For example, I'm currently helping some fellow students with their F# assignments, even though I don't do F# at all. I just know what to google, because I know the concepts that I need translated to the specific syntax.

[0] Maybe Lisp, but Haskell is way too different from other languages in the way to programme. I'm currently learning it, but it's by far the language that has taken me the longest.




I remember how I was starting to think at the beginning of college, that with a reference sheet I could pick any language and start writing in it ... you know, C++/Java/Python, it all looked the same.

Then I applied for a course in Programming paradigms, that boiled to 4 weeks of haskell and then 4 weeks of prolog.

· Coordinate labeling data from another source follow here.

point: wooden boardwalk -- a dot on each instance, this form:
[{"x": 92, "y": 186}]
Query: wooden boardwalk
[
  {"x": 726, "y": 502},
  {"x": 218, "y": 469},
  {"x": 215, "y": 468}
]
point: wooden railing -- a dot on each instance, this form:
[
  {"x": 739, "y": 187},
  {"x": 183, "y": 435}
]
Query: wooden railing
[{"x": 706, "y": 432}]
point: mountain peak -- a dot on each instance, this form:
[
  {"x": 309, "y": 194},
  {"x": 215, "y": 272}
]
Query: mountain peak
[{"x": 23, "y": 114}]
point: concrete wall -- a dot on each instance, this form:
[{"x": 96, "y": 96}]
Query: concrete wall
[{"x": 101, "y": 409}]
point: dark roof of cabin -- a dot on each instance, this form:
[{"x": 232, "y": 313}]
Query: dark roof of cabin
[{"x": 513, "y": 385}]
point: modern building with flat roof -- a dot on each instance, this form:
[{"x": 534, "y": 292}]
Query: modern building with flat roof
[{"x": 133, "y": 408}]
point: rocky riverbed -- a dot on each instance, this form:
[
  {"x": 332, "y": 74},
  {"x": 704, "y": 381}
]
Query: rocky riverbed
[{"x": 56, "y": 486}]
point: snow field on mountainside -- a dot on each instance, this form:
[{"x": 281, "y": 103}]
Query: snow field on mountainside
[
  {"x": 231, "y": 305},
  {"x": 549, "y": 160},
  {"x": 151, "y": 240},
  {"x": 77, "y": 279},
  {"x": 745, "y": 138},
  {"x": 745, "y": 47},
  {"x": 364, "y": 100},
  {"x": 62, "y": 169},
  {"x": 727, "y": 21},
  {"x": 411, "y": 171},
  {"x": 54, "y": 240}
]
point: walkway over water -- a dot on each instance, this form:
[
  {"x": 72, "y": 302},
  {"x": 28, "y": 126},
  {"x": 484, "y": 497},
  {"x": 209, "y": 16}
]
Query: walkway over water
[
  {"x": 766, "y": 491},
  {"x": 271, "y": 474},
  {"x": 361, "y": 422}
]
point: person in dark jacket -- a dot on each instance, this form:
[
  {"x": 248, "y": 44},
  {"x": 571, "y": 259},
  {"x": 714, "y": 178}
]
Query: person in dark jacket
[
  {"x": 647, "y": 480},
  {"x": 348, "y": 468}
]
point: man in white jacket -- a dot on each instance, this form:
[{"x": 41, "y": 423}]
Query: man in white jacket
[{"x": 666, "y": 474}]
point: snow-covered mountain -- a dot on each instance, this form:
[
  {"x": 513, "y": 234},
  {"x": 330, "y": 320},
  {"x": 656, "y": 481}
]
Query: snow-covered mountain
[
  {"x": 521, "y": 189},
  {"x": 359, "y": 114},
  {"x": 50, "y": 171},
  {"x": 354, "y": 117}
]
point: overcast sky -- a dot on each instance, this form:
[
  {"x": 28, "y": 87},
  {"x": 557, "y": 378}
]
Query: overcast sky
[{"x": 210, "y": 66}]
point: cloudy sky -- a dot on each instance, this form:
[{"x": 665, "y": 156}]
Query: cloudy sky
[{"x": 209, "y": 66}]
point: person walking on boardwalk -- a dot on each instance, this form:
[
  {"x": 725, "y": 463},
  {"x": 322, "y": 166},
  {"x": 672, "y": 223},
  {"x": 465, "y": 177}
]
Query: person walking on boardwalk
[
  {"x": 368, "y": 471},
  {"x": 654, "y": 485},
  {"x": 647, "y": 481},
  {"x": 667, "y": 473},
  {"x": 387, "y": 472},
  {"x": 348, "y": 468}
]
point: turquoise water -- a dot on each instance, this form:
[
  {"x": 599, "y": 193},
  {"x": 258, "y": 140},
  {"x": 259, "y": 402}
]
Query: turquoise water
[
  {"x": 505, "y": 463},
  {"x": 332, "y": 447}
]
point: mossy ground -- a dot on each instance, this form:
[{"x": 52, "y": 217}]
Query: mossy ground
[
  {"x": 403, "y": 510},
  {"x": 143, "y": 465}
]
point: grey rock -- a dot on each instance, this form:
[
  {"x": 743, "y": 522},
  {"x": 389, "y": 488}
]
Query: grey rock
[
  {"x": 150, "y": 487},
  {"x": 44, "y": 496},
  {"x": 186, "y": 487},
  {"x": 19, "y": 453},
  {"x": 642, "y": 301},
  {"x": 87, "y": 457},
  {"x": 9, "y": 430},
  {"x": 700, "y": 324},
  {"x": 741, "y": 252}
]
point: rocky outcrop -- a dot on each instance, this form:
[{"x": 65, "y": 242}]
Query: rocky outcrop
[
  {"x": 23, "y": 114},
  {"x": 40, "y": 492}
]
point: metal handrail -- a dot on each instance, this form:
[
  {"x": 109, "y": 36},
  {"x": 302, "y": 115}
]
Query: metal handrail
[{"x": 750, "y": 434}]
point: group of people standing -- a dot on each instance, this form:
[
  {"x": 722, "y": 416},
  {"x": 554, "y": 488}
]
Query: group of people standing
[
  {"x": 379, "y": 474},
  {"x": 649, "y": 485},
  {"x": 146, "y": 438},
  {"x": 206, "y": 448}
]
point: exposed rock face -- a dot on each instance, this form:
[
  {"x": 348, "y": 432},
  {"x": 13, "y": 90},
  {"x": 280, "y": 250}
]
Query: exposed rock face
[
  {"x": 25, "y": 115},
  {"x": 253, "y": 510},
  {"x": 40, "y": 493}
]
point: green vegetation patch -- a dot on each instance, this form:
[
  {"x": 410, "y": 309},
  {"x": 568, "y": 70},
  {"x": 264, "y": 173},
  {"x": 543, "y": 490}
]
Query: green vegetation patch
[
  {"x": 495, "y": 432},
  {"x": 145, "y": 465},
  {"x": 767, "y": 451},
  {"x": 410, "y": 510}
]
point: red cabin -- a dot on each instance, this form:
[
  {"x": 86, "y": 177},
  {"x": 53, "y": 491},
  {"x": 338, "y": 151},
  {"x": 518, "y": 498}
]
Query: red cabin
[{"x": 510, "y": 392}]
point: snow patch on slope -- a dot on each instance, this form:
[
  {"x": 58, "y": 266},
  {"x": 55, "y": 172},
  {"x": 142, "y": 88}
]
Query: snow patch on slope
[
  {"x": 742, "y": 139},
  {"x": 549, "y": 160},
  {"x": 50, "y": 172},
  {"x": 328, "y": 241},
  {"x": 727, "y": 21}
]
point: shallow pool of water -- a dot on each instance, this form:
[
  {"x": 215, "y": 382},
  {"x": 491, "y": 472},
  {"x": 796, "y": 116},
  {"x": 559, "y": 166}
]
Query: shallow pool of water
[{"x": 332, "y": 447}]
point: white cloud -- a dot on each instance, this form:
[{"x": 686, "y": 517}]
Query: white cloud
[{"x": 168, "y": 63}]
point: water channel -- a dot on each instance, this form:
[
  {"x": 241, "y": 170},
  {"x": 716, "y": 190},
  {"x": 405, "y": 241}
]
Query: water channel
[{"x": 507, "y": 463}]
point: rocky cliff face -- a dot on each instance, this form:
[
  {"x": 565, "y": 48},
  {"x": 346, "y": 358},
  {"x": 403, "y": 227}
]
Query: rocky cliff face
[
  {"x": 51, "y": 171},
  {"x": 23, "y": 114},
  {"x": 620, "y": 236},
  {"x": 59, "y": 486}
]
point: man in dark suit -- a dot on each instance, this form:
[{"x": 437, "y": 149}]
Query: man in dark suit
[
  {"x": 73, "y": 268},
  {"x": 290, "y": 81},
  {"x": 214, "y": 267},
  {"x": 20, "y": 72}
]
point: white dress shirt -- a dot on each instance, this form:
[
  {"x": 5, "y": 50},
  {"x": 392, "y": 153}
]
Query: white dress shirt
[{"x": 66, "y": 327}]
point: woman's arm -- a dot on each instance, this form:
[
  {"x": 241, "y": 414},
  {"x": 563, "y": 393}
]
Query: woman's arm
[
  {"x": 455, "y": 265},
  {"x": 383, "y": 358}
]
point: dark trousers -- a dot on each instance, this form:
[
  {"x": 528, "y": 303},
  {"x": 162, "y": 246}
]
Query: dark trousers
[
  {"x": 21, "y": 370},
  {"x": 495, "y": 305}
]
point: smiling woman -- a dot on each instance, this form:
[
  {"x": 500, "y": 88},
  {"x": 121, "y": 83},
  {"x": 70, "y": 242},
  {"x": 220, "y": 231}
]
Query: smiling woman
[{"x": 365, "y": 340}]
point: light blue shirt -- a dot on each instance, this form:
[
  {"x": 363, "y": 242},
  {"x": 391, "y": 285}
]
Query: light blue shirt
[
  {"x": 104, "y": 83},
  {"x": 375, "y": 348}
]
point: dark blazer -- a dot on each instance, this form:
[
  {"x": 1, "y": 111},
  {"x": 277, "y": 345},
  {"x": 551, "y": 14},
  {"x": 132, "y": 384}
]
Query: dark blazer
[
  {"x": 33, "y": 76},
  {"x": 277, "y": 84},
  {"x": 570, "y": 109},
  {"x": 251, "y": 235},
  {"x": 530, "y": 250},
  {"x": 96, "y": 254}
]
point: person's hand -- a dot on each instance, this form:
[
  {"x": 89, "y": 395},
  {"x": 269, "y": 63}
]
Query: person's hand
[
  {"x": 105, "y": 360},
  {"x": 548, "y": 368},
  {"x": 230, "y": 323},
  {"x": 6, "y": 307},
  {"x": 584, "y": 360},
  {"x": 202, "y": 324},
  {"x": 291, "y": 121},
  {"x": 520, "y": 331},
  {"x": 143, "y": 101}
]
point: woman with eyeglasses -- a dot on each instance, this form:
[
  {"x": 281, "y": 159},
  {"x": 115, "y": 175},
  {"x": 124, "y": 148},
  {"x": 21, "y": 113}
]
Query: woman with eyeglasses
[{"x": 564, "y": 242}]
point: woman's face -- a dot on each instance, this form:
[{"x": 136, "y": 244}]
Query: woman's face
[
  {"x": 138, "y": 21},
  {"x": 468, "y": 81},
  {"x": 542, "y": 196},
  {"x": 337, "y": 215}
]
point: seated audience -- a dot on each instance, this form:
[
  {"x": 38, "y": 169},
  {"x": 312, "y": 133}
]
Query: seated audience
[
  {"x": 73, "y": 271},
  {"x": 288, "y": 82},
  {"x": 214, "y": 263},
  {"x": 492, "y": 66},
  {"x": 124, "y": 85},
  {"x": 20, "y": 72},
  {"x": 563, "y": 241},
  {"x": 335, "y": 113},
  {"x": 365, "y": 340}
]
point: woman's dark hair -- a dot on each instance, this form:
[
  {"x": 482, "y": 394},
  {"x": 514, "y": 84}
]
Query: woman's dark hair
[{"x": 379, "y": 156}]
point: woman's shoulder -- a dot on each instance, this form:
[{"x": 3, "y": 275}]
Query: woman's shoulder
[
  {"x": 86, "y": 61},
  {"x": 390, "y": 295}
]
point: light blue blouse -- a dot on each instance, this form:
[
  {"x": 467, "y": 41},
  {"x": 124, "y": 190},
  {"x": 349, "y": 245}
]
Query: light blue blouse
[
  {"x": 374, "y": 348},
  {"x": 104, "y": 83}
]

So, definitely add prolog to your list :-) It was eye opening :)


I have an opposite sort of experience: I can't learn things fast enough if they aren't mathematical in nature. I used to think programming was disgusting because of Python(heard Java is even worse) till I came across Clojure. I immediately appreciated how the latter imitates pure math so well :) Never going back to Python. Once in a math mindset, learning anything imperative is painful.


Curious if you've also tried Forth?


Or any other concatenative or stack-based programming language. And Agda and Idris and other dependently typed languages I feel deserve to be on this list. There's also Qi/Shen. Of course various assemblers, too. And logic languages, like Prolog, Datalog, kanren. And then...

In short: every time I thought I know "most" of what there is to know about something I soon discovered that I was wrong, and that "something" was a vast area which I didn't really explore at all except for a tiny little fraction of my immediate surroundings.


Take a look at APL. There will be three.


I think there's only two and Lisp doesn't need to be on that list, but maybe I say that because I've been using Common Lisp for so long.

Lisp ought to be easy since all you basically have to learn is: "(function parameter1 ... parameterN)".

Coming from Lisp I've been trying to learn some Haskell and holy cow syntax[1]! There's a lot to parse and know (compared to Lisp) before being able to write a small program.

[1] I know it is not literally syntax but mostly function calls, it's still a lot of extra special characters one needs to know about.


Prolog, and there'll most likely be four.


Or J, and related languages. Crazy stuff, but apparently super productive once you're used to them.